Volunteer pilots flying from Langley airport delivered close to 20,000 pounds of relief supplies to flood-ravaged B.C. communities on Sunday.
In just a few days, organizer Shaun Heaps said the all-volunteer effort has grown from two fixed-wing aircraft and one helicopter to 24 fixed-wing planes and two helicopters.
“We have tons and tons of support,” Heaps commented.
Heaps said the helicopters have allowed donations of food and other needed supplies to be directly delivered to isolated rural Indigenous communities.
“It’s landing in a field and then taking off,” is how Heaps described it to the Langley Advance Times.
Deliveries are being flown to various communities hit hard by floods that followed record rainfall, including Hope, Merritt, Princeton and Lillooet, Heaps said.
“I don’t really know exactly how it started,” Heaps said during a brief break between loading planes Sunday.
“I just started getting phones from friends that were trapped in Hope, so we got planes out of Langley, and a helicopter and that’s how it all started.
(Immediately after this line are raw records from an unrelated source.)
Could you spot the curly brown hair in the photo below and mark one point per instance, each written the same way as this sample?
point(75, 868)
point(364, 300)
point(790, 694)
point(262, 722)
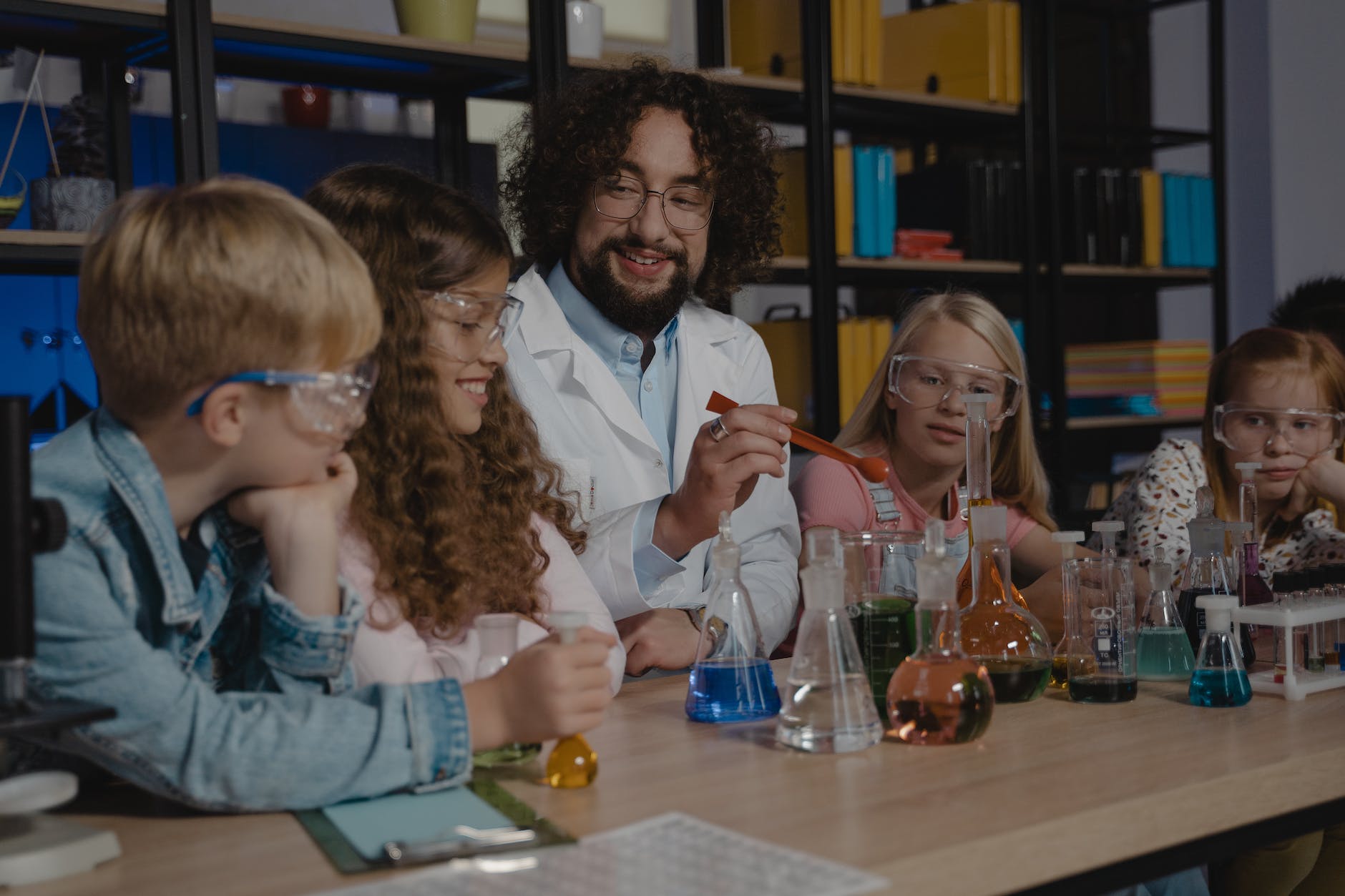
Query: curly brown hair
point(572, 137)
point(448, 517)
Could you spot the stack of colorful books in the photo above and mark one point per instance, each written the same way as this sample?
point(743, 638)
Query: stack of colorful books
point(1143, 378)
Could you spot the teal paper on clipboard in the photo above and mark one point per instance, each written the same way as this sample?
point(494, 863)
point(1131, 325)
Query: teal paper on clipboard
point(353, 835)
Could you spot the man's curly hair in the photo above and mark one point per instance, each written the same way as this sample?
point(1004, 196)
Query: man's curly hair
point(580, 134)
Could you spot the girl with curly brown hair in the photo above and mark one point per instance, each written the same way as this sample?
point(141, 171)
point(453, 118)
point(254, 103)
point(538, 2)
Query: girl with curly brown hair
point(456, 513)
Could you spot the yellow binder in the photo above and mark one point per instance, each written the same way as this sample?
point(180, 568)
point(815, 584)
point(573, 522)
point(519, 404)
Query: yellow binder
point(843, 177)
point(1152, 212)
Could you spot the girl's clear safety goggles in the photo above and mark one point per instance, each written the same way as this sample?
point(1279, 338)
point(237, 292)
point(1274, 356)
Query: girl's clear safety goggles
point(1308, 430)
point(331, 403)
point(926, 383)
point(474, 323)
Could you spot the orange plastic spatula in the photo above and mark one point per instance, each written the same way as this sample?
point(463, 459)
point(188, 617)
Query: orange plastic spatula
point(872, 468)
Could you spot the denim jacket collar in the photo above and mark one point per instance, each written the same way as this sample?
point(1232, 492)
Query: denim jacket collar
point(137, 482)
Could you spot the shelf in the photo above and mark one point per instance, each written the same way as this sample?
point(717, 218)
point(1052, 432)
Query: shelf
point(923, 100)
point(879, 272)
point(41, 250)
point(73, 29)
point(1130, 421)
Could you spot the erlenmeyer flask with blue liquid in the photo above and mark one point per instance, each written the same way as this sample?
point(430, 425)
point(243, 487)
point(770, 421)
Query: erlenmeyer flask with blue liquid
point(730, 680)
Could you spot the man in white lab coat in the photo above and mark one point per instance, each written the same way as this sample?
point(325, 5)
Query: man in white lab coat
point(647, 198)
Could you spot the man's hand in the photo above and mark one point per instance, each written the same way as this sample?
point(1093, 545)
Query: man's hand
point(299, 528)
point(658, 639)
point(723, 474)
point(547, 691)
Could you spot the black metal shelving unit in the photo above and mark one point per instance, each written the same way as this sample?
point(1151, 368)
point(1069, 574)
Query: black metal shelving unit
point(195, 45)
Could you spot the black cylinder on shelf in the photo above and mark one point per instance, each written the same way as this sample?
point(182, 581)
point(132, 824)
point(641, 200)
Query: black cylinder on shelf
point(16, 639)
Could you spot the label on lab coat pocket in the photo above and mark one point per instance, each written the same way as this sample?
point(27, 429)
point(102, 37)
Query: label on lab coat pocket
point(576, 478)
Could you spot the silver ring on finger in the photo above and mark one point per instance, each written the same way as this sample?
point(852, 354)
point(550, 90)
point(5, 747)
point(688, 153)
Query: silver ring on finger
point(717, 430)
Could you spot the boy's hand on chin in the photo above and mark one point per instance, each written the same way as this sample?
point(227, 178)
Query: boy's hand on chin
point(281, 508)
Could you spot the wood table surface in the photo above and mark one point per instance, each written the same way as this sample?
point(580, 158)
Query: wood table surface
point(1052, 792)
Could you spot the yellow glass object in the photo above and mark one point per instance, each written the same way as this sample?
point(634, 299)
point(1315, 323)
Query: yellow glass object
point(572, 763)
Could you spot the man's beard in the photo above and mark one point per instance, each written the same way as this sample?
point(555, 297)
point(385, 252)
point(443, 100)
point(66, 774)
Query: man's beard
point(643, 314)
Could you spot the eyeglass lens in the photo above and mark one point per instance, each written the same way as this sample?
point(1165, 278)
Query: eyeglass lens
point(622, 197)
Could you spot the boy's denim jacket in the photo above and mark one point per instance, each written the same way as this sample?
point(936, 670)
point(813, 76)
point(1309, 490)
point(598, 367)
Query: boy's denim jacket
point(226, 696)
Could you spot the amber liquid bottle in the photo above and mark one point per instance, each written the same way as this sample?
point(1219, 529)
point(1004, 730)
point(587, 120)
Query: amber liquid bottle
point(996, 631)
point(938, 694)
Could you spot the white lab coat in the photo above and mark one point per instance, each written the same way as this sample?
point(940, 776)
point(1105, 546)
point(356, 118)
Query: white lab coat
point(588, 424)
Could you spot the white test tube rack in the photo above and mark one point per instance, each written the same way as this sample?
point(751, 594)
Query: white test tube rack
point(1297, 684)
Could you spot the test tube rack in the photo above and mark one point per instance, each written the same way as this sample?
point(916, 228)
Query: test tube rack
point(1285, 618)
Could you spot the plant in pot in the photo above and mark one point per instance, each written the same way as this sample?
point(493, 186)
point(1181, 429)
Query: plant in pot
point(76, 189)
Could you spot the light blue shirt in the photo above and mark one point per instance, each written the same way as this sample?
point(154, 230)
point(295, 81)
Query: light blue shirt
point(652, 392)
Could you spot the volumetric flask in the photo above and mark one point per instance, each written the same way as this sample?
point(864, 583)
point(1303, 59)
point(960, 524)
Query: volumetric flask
point(828, 707)
point(880, 594)
point(997, 633)
point(939, 696)
point(1102, 651)
point(1221, 679)
point(498, 638)
point(733, 680)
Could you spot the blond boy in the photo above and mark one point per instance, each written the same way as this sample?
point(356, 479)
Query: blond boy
point(198, 594)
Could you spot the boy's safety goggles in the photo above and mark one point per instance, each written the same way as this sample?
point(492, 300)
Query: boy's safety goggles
point(926, 383)
point(1308, 430)
point(331, 403)
point(474, 323)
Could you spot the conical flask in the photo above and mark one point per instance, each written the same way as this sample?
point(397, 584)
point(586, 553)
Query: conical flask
point(733, 681)
point(1207, 571)
point(1068, 591)
point(997, 633)
point(1221, 679)
point(978, 491)
point(938, 694)
point(498, 638)
point(828, 703)
point(572, 763)
point(1165, 653)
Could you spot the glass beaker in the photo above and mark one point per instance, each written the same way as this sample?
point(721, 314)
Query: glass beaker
point(1207, 569)
point(1102, 653)
point(498, 638)
point(997, 633)
point(1164, 651)
point(938, 694)
point(828, 705)
point(1221, 679)
point(572, 763)
point(1068, 587)
point(733, 681)
point(880, 594)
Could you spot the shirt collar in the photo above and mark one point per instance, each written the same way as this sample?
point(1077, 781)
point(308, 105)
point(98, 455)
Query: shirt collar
point(588, 323)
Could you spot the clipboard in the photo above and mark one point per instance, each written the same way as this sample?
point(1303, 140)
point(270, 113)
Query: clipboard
point(351, 835)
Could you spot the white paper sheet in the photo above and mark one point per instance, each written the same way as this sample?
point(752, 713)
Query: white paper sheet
point(672, 855)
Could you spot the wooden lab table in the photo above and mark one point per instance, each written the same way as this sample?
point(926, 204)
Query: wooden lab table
point(1057, 797)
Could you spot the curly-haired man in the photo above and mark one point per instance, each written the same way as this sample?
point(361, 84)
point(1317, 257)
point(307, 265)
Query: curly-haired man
point(646, 198)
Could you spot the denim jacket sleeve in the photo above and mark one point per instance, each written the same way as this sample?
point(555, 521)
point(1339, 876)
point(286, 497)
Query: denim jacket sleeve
point(300, 649)
point(230, 751)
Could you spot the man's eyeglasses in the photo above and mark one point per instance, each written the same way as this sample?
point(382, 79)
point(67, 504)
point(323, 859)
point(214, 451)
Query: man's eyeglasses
point(331, 403)
point(1308, 430)
point(474, 323)
point(622, 197)
point(926, 383)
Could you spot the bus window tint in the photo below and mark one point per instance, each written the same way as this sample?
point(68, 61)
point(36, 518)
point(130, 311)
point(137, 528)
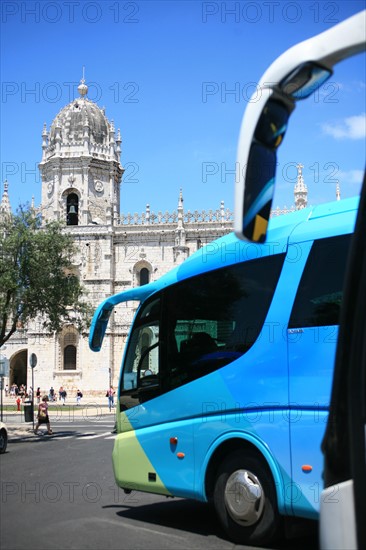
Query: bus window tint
point(142, 358)
point(214, 318)
point(320, 291)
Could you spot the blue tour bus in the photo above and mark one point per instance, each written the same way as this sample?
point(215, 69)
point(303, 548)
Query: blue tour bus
point(226, 377)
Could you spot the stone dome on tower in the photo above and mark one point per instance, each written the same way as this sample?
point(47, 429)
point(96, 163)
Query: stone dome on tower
point(81, 128)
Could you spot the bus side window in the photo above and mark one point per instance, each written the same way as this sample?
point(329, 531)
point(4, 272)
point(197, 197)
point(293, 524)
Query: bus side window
point(213, 318)
point(320, 291)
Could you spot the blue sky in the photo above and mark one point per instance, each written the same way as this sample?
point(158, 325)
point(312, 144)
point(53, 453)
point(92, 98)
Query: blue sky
point(176, 77)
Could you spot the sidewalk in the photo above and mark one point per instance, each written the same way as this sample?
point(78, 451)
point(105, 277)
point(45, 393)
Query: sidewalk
point(93, 411)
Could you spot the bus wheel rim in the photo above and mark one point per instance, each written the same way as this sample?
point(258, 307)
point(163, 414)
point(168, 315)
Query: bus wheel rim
point(244, 497)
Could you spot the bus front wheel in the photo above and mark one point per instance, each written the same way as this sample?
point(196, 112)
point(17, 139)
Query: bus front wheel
point(245, 499)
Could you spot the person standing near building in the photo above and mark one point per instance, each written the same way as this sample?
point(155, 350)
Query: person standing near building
point(110, 394)
point(63, 394)
point(79, 395)
point(42, 416)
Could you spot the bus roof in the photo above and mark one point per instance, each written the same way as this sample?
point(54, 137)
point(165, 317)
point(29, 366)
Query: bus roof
point(227, 250)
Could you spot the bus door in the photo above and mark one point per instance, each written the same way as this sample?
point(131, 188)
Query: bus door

We were flying food out that people were donating, and we dropped food in Hope and Chilliwack, [and were] picking people up and bringing them back.”
Area Sikh temples have accounted for the bulk of food contributions, Heaps estimated.
However, the very first day of the effort, on Tuesday Nov. 16, was interrupted when all flights were shut down in the afternoon as a result of a dispute between the airport and NAV Canada, operators of the air traffic control tower.
Heaps called it “insane.”
The volunteers were able to relocate to a nearby airfield, and eventually, the emergency flights were allowed to resume, from one runway in Langley.
In response to a Langley Advance Times query, NAV Canada released a statement saying the “decision to restrict access to the runways was made solely by the airport authority without involvement from NAV Canada.”
It went on to say that NAV Canada, the Airport Authority and Transport Canada “have been engaged in collaborative discussions as recently as last Friday to find a solution to a concern identified by the airport authority. We had no prior notice of the airport’s intent to close the airport and remained available to provide a safe service even throughout the closure.”
Heaps said the volunteer relief effort will continue as long as the weather cooperates.
“Very happy to see all the people coming together to help with the state of emergency we are in,” he said.
Donations have been flooding in to the collection point at the West Coast Pilot club, located at Hangar 2 at 5333 216th St., next to the aviation museum.
Donors and pilot volunteers can contact Heaps at 604-866-6705.
He is also hoping to collect cash to help cover the fuel costs for pilots.